Mitotic cell division is essential for all eukaryotic life and has been the subject of significant work since the description of karyomitosis (threadlike metamorphosis of the nucleus) by Walther Flemming in 1882. Nevertheless, there are many unresolved questions, primarily due to the complexity of the mitotic apparatus and the plasticity of mitosis in different cellular contexts. The Auckland Lab aims to address this by using advanced cell biology and biochemical techniques to understand several mitotic mechanisms in different human cell types.
Specifically, the group is interested in the following:
Kinetochores are large protein machines that assemble on the centromere of each sister chromatid during mitosis. These complex structures control chromosome movement and mitotic progression by forming dynamic force-generating attachments to spindle microtubules. We aim to understand how microtubule binding regulates the molecular ultrastructure of kinetochores to promote error-free chromosome segregation.
Asymmetric cell division
Asymmetric cell division (ACD) describes the process by which a single cell (typically a stem cell) divides to generate progeny with differing fates. ACD is known to contribute to differentiation and tissue patterning in several model systems, however, whether it contributes to early human development is unclear. Our objective is to identify molecular asymmetries in mitotic human embryonic stem cells and mechanistically link these with cell fate specifications during gastrulation.

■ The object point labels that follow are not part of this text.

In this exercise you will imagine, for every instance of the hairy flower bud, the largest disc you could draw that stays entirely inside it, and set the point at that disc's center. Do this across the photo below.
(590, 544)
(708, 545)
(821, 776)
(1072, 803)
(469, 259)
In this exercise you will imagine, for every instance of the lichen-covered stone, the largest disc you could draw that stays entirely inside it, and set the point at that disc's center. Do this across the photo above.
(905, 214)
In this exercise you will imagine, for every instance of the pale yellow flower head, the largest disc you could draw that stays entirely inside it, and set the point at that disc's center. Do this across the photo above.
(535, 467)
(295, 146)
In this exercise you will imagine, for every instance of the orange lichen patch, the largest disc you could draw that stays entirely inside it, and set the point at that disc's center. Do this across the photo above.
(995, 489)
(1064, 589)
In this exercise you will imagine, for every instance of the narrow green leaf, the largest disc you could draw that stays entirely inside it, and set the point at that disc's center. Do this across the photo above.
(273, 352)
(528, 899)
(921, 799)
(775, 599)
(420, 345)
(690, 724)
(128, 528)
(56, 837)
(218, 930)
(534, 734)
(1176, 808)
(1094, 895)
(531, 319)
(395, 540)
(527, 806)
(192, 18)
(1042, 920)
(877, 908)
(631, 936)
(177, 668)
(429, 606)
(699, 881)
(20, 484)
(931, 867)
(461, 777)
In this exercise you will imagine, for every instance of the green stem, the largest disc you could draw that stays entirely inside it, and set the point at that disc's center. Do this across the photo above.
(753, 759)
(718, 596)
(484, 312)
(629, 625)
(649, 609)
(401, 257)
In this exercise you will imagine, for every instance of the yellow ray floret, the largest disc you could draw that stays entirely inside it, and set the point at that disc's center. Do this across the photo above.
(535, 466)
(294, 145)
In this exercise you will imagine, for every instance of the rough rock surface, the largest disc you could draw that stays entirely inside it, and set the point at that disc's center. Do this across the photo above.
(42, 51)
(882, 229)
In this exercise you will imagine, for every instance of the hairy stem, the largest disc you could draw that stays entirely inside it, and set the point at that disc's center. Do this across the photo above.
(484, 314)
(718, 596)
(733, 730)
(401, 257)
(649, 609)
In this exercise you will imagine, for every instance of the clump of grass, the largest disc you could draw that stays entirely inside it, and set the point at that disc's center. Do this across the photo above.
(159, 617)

Developmental transitions and cell differentiation are driven by transcription factors, which generate cell type-specific transcriptional profiles. Mitosis dramatically alters the molecular events that govern gene expression as the nuclear envelope is lost and the chromatin condenses. Our work aims to understand how the organisation of chromosome-bound transcription factors confers gene regulatory information from mother to daughter cells during mitosis.